Les Implications de ce Fait Historique sont Immenses :

  1. Cela Prouve l'Anachronisme : Appliquer le mot "esclave", né d'une réalité européenne du IXe siècle, pour juger des textes égyptiens ou hébreux écrits des milliers d'années auparavant est une erreur historique fondamentale.

  2. Cela Démolit l'Idée d'un Esclavage "Racial" Originel : L'histoire même de notre mot "esclave" nous rappelle que la servitude de masse n'a pas toujours été une question de "noirs contre blancs". Pendant des siècles, en Europe, ce furent des Blancs (les Slaves) qui furent les esclaves par excellence, vendus par d'autres Blancs (Vikings, Germains) à des empires méditerranéens. L'idée de lier intrinsèquement la servitude à la couleur de la peau est une perversion beaucoup plus tardive, celle de la traite transatlantique.

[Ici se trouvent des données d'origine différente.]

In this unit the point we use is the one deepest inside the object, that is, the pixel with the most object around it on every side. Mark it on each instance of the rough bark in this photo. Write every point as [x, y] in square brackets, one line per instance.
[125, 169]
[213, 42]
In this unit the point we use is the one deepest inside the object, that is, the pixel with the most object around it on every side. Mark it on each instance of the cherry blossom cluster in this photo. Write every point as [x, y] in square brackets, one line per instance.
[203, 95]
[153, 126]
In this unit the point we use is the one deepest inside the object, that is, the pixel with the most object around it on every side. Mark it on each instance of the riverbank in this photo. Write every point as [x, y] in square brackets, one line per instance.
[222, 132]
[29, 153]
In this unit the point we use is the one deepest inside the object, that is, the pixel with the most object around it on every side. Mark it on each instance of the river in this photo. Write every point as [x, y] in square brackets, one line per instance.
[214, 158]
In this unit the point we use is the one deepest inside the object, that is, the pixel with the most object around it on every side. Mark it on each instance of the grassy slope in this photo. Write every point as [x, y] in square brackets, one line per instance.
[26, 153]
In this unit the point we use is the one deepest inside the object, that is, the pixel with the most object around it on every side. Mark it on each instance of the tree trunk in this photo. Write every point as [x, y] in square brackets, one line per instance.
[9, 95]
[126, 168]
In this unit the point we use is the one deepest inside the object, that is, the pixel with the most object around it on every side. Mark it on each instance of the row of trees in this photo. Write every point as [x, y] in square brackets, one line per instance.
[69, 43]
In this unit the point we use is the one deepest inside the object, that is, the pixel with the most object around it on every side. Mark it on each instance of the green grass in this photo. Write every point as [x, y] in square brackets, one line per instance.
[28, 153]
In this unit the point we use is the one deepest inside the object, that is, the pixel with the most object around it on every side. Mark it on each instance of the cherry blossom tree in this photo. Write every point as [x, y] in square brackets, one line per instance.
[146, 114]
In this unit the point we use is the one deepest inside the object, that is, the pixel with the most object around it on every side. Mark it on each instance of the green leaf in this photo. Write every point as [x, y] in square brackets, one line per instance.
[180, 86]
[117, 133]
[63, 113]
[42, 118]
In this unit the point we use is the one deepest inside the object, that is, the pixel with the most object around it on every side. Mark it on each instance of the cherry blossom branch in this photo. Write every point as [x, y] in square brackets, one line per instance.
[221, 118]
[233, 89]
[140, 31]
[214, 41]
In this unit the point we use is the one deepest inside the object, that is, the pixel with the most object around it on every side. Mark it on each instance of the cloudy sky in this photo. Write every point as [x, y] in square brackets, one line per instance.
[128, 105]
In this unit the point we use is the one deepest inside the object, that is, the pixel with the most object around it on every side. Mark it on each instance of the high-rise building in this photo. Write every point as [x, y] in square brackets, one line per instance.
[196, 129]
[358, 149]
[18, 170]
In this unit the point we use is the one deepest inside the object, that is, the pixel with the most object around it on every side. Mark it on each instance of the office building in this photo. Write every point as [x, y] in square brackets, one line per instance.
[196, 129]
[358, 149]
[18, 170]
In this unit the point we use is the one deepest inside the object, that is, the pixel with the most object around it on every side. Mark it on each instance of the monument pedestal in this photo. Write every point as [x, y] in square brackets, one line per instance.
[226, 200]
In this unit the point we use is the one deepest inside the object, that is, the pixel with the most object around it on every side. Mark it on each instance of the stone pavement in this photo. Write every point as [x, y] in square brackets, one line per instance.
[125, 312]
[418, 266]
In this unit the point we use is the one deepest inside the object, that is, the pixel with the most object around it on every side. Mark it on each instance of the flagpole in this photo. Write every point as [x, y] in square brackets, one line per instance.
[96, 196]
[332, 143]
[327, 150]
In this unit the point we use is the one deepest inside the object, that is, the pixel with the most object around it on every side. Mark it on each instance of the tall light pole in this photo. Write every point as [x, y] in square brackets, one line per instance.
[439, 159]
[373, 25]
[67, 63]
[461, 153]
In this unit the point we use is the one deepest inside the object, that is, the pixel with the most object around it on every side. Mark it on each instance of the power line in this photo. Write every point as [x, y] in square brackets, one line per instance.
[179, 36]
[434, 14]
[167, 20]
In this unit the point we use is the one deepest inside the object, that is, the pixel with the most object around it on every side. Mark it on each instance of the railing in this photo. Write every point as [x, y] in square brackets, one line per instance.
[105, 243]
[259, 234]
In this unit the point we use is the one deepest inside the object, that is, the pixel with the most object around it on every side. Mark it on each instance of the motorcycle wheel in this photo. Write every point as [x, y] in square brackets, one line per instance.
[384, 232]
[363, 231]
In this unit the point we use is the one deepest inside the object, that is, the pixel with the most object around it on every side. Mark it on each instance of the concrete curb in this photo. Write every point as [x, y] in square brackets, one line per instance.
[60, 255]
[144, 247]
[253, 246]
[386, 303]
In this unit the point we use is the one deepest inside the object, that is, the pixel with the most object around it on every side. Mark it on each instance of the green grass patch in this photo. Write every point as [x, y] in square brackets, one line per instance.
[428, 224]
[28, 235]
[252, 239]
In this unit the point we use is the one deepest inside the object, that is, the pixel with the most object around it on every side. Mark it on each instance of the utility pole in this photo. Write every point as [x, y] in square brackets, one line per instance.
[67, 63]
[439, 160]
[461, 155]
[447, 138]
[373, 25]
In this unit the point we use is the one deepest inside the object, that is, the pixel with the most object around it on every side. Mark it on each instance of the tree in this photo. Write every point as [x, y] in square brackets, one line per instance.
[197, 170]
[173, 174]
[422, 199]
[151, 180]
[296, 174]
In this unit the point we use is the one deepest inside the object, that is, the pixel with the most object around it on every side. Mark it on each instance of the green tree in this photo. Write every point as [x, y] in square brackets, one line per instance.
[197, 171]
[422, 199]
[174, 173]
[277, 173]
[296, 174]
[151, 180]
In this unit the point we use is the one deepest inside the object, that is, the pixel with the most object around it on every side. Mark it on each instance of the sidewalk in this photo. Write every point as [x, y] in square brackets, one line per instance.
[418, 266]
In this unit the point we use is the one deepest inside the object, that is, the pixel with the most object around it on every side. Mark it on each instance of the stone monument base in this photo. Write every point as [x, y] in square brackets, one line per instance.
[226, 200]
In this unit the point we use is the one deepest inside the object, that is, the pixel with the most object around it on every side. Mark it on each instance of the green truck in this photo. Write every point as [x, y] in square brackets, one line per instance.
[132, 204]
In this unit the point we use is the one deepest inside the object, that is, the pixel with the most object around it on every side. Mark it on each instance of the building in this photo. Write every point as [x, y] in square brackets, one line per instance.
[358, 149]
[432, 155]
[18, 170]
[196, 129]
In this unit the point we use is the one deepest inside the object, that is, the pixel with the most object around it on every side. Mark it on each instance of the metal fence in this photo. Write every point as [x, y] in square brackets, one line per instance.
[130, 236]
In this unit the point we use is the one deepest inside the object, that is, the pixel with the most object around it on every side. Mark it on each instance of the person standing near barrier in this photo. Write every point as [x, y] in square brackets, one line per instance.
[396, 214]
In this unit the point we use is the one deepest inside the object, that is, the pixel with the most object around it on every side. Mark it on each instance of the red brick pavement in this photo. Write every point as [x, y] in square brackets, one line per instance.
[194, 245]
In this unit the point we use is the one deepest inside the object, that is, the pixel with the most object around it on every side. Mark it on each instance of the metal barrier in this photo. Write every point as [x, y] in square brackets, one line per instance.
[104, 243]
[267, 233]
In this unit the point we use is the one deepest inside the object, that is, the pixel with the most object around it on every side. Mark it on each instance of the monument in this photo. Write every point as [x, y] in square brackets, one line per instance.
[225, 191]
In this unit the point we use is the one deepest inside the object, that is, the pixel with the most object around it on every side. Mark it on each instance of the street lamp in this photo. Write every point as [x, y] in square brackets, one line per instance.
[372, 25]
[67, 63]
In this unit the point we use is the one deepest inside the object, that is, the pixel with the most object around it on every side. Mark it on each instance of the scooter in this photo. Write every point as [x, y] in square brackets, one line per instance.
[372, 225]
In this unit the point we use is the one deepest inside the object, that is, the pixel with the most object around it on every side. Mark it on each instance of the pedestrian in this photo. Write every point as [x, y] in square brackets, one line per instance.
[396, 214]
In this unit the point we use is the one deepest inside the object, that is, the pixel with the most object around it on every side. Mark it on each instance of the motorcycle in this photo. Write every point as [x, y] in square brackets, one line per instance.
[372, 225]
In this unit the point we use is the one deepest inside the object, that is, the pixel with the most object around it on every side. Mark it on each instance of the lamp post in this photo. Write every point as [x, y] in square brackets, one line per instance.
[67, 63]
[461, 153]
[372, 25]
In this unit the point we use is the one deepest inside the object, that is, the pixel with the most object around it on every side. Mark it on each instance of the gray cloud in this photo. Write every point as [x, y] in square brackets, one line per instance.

  3. Cela Met en Lumière la Vision Biblique : La Bible, précisément parce qu'elle n'utilise pas un terme racial, est moralement supérieure. Le mot hébreu 'eved ("serviteur") n'est lié à aucune ethnie. Il décrit une condition sociale, pas une identité raciale. C'est pourquoi la Loi mosaïque peut commander de bien traiter le serviteur et de libérer le fugitif, quel qu'il soit, car son humanité prime sur sa condition.

En conclusion, non seulement l'argument sur "l'absence du mot esclave en Égypte" est factuellement faux, mais l'histoire même de ce mot prouve que la tentative de racialiser le débat sur la servitude antique est une erreur. La tragédie de la servitude n'est pas une histoire de race, mais une histoire de pouvoir, qui a frappé tous les peuples, y compris les Européens, avant d'être systématisée de manière raciale lors de la traite transatlantique.

2. La Réfutation Linguistique : Les Mots de la Servitude en Égypte

La langue égyptienne ancienne possédait un vocabulaire riche et précis pour désigner différents états de servitude.

  • Le Mot Clé : Ḥm (Hem)
    Le terme le plus proche de notre "esclave" est le mot ḥm. Il désigne une personne qui est la propriété légale d'une autre entité (un individu, un temple ou l'État). Les textes administratifs et juridiques distinguent clairement les ḥmw (pluriel de ḥm) des rmṯ (les "gens", les hommes libres). Des contrats de vente sur papyrus, des listes de personnel et des testaments mentionnent explicitement l'achat, la vente et la transmission en héritage de ces ḥmw.

  • Autres Termes de Servitude :
    Au-delà de ḥm, d'autres mots décrivent la servitude. Le terme bȝk signifiait "serviteur" mais pouvait aussi désigner une personne soumise à un travail forcé. De plus, les textes royaux utilisent des expressions spécifiques comme sqr-ˁnḫ ("frappé vivant") pour désigner les prisonniers de guerre, qui constituaient la source principale de main-d'œuvre servile.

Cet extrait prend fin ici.